Prime Minister Keqiang Li announced during his annual address to the People’s Congress of Beijing on March 5th that China’s growth target for 2019 would be in the 6% to 6.5% range. Another key takeaway is a significant 3 pps cut in value-added tax rate for manufacturers, to 13%.
Industrial output was up 5.3% y/y in January-February, a record low rise, and down 0.4 pps from Q4 2018. The slowdown was mainly caused by weakening auto industry output, and a plunge in exports. Fixed asset investment was up 6.1% y/y, down 1.4 pps from Q4, but 1.6 pps higher than the lowest rate seen in 2018, in Q3. It’s hard to conclude a clear trend for investment growth. Retail sales of consumer goods were up 7.1% y/y in real terms, up 1.1 pps from Q4. Trade dipped further. Exports were up only 0.1% y/y, down 10.2 pps from the fastest-growing rate, in Q3. Imports were up 1.5% y/y, down 17.5 pps from Q3, and have been sharply declining since November.

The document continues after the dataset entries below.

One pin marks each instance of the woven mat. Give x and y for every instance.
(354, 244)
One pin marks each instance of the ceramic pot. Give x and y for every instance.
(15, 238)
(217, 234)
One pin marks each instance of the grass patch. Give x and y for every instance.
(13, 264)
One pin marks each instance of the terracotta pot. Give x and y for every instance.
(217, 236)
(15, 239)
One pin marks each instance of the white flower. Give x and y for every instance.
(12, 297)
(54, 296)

CPI rose 1.6% y/y in February, down 0.7 pps from its highest growth rate, in Q3 2018. We expect the CPI to fall further. For producer prices, the ex-factory price index of industrial products and PPI were up 0.1% and -0.1% y/y, down 4.6 pps and 5.3 pps from its fastest growth rate of 2018. In January-February, M1 rose 2% y/y, up 0.5 from the end of 2018, M2 was up 8% y/y. The total financing scale jumped 25% y/y, in contrast to -14.1% y/y in 2018, possibly to keep future money growth afloat.

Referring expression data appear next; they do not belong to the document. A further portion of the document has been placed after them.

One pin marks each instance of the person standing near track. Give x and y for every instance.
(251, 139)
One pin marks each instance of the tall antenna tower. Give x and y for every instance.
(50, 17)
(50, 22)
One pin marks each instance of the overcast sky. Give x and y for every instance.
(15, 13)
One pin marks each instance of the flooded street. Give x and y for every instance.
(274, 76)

On March 15th, at the end of its annual policy conference, Beijing passed a new foreign investment law, in which it promised to give foreign firms treatment equal to domestic firms. Government support will apply equally to foreign firms, and their applications for operating licenses won’t be treated differently from their domestic rivals, Beijing announced. Forced technology transfers will be banned. This policy demonstrates China’s commitment to continue opening, consistent with previous government claims. The equality law will compensate for the negativity from growth slowdown and trade war. We expect FDI, crucially built on investor confidence, might rise, though FDI has already been stable.